The problem with Video Games is more their addictive quality than their story line. World of Warcraft has some great themes running throughout yet it is highly addictive. WoW (World of Warcraft) steals much from "The Lord of the Rings" trilogy yet if you see a teenager blankly staring at his computer while trying to "level up" you would hardly say that this video game is innocuous. This look is VERY similar to someone on a gambling binge and it triggers the same part of the brain. Gambling isn't addicted to everyone but I know it does ruin some people lives. That is not say playing to much WoW will cause you to lose your house, but I wonder how many hours some of these people are putting in.
Marier responds as follows:

...I limited my commentary to non-MMPORG games for the reasons you brought up. I've never played 'em myself, being too stingy with my time, and with my money. I think you're right that MMPORGs tend to tap into the gambling portions of the brain, but I also think the problem is lessened with self-contained games because you're not competing for resources against real people (in other words, you're not gambling). When it comes to your larger point about addiction: I can't say that it's not a problem for others (and if anyone reading this is consistently neglecting family/work duties for ANY reason, then seek help). I don't think that videogames are by their nature destructive forces, though. I've done some other writing on that subject, so stay tuned. [more...]
Peter then responds on his blog:

It seems that Christians are determined to tread the "Oh dear it's something new we don't understand so lets shun it because it MIGHT be evil" path. Closely followed by the "See? Some nut case plays that game and so it is necessarily evil!" and concluding with "OK we can't actually prove that this game directly causes Satan worship or violent crime, even though we've tried VERY hard to do so, so at this point we will have to reluctantly refrain from publicly denouncing it. [more...]
I think Peter may be a little over-excited about Marier's comments, which appear to me to be cautious and reasonable. He admits little experience with MMORPGs, agrees that addiction (to anything) is something to avoid, insists video games are not "destructive forces," and implies that gamers should be appropriately abstemious with their favorite pastime. Incidentally, I think if Marier played some MMORPG games, he would find them similar to the Final Fantasy games he praises.

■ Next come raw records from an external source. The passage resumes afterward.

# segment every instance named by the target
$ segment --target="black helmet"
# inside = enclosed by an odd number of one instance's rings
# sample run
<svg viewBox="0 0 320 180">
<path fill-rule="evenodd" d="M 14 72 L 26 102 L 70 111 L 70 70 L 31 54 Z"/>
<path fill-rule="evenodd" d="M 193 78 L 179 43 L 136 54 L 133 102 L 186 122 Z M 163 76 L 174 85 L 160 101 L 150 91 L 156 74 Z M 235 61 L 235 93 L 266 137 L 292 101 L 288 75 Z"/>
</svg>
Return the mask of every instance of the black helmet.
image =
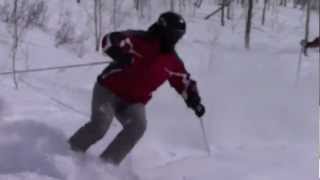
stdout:
<svg viewBox="0 0 320 180">
<path fill-rule="evenodd" d="M 186 22 L 182 16 L 174 12 L 165 12 L 160 15 L 157 24 L 163 27 L 166 33 L 180 39 L 186 32 Z"/>
<path fill-rule="evenodd" d="M 159 36 L 163 44 L 174 48 L 174 45 L 186 32 L 186 22 L 183 17 L 175 12 L 162 13 L 148 30 L 151 34 Z"/>
</svg>

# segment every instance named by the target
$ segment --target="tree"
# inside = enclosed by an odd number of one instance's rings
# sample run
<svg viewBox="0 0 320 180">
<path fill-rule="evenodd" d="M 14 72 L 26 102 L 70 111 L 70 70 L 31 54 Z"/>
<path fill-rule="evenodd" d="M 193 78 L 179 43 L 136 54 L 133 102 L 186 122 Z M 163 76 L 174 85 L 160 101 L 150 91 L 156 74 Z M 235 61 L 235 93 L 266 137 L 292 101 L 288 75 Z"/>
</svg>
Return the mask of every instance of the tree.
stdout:
<svg viewBox="0 0 320 180">
<path fill-rule="evenodd" d="M 145 16 L 145 9 L 151 9 L 150 0 L 135 0 L 135 9 L 138 11 L 140 17 Z"/>
<path fill-rule="evenodd" d="M 311 0 L 306 0 L 307 9 L 306 9 L 306 24 L 305 24 L 305 34 L 304 40 L 308 42 L 309 39 L 309 24 L 310 24 L 310 12 L 311 12 Z M 308 55 L 308 48 L 304 48 L 304 55 Z"/>
<path fill-rule="evenodd" d="M 102 2 L 101 0 L 94 0 L 94 31 L 96 39 L 96 51 L 100 49 L 102 28 Z"/>
<path fill-rule="evenodd" d="M 250 48 L 252 9 L 253 9 L 253 0 L 249 0 L 248 1 L 248 15 L 247 15 L 247 21 L 246 21 L 246 30 L 245 30 L 245 47 L 247 49 Z"/>
<path fill-rule="evenodd" d="M 224 23 L 224 14 L 225 14 L 224 13 L 224 9 L 225 9 L 225 6 L 226 6 L 225 5 L 226 4 L 225 1 L 226 0 L 222 0 L 222 2 L 221 2 L 221 19 L 220 19 L 221 20 L 221 26 L 224 26 L 224 24 L 225 24 Z"/>
<path fill-rule="evenodd" d="M 241 6 L 244 7 L 246 0 L 241 0 Z"/>
<path fill-rule="evenodd" d="M 261 24 L 264 25 L 266 21 L 266 11 L 267 11 L 268 0 L 264 0 L 263 2 L 263 10 L 262 10 L 262 20 Z"/>
<path fill-rule="evenodd" d="M 202 5 L 202 2 L 203 2 L 203 0 L 196 0 L 196 1 L 194 2 L 194 6 L 197 7 L 197 8 L 200 8 L 201 5 Z"/>
<path fill-rule="evenodd" d="M 170 10 L 171 10 L 171 11 L 174 11 L 174 9 L 175 9 L 174 0 L 170 0 Z"/>
<path fill-rule="evenodd" d="M 280 6 L 287 6 L 287 0 L 280 0 Z"/>
<path fill-rule="evenodd" d="M 218 9 L 216 9 L 212 13 L 208 14 L 206 17 L 204 17 L 204 19 L 208 20 L 210 17 L 214 16 L 219 11 L 221 11 L 223 8 L 225 8 L 226 6 L 229 6 L 230 3 L 232 3 L 232 1 L 233 0 L 229 0 L 228 2 L 225 2 L 224 4 L 221 4 L 221 6 Z"/>
<path fill-rule="evenodd" d="M 227 5 L 227 19 L 230 20 L 231 19 L 231 3 L 230 2 L 228 5 Z"/>
<path fill-rule="evenodd" d="M 320 2 L 318 1 L 318 15 L 319 15 L 319 21 L 318 21 L 318 25 L 319 25 L 319 36 L 318 37 L 320 37 Z M 319 79 L 319 84 L 320 84 L 320 48 L 319 48 L 319 77 L 318 77 L 318 79 Z"/>
<path fill-rule="evenodd" d="M 195 2 L 194 6 L 197 7 L 198 4 L 196 4 L 198 1 Z M 201 4 L 200 4 L 201 6 Z M 186 0 L 179 0 L 179 12 L 185 11 L 187 7 Z"/>
<path fill-rule="evenodd" d="M 16 57 L 17 57 L 17 51 L 18 51 L 18 46 L 19 46 L 19 34 L 18 34 L 18 0 L 14 0 L 14 5 L 13 5 L 13 45 L 11 48 L 11 53 L 12 53 L 12 75 L 13 75 L 13 82 L 18 89 L 18 81 L 17 81 L 17 76 L 16 76 Z"/>
<path fill-rule="evenodd" d="M 1 20 L 7 23 L 9 34 L 12 37 L 10 57 L 12 61 L 12 77 L 16 89 L 18 89 L 16 64 L 20 42 L 23 40 L 28 28 L 45 28 L 46 13 L 47 6 L 44 0 L 13 0 L 5 2 L 1 6 Z"/>
</svg>

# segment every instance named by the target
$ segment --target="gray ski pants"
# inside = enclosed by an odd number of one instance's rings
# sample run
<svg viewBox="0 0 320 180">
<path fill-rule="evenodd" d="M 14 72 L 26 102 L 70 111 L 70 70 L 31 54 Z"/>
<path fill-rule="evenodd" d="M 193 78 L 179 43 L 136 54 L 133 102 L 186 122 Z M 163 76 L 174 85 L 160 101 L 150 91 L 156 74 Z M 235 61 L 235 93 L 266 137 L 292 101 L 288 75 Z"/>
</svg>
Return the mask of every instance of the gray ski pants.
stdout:
<svg viewBox="0 0 320 180">
<path fill-rule="evenodd" d="M 95 84 L 92 97 L 91 120 L 70 139 L 71 148 L 85 152 L 108 131 L 114 116 L 123 126 L 100 157 L 112 164 L 120 162 L 139 141 L 146 129 L 144 104 L 130 104 L 115 96 L 110 90 Z"/>
</svg>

I have no idea whether video games (MMORPG or otherwise) tap into "gambling portions of the brain," but it is certainly possible for people to fritter away too much of their time with video games, comic books, sf novels, or blogging, and to take them too seriously. Anyone engaging in such activities ought to recognize this. Even if MMORPG-playing is a lot like gambling, that doesn't mean the games are forbidden; it merely means players should limit their playing to what is healthy. Here's what the Catholic Catechism says about gambling:


Games of chance (card games, etc.) or wagers are not in themselves contrary to justice. They become morally unacceptable when they deprive someone of what is necessary to provide for his needs and those of others. The passion for gambling risks becomes an enslavement. Unfair wagers and cheating at games constitute grave matter, unless the damage inflicted is so slight that the one who suffers it cannot reasonably consider it significant. [par. 2413, emphasis in original]
In other words, gambling is acceptable if it is moderate enough that it does not harm people or carry serious risk, and if it is not indulged in to the point of becoming an addiction. This can be reasonably extended to any number of other things, including MMORPGs.

*Another of those hated acronyms, but I think I can decipher this one. I already know an RPG is an acronym for the Russian name of a rocket launcher, but does not, as is commonly believed, stand for "rocket-propelled grenade." MMORPG in all likelihood stands for "My Mother Of a [Russian rocket launcher]." In other words, MMORPG represents a really, really big Russian rocket launcher. Games featuring MMORPG are undoubtedly quite violent, so Marier's hesitation regarding them is understandable. [Yes, I know it actually stands for Massive Multiplayer On-line Role-Playing Game, but you have to let me have my little jokes.]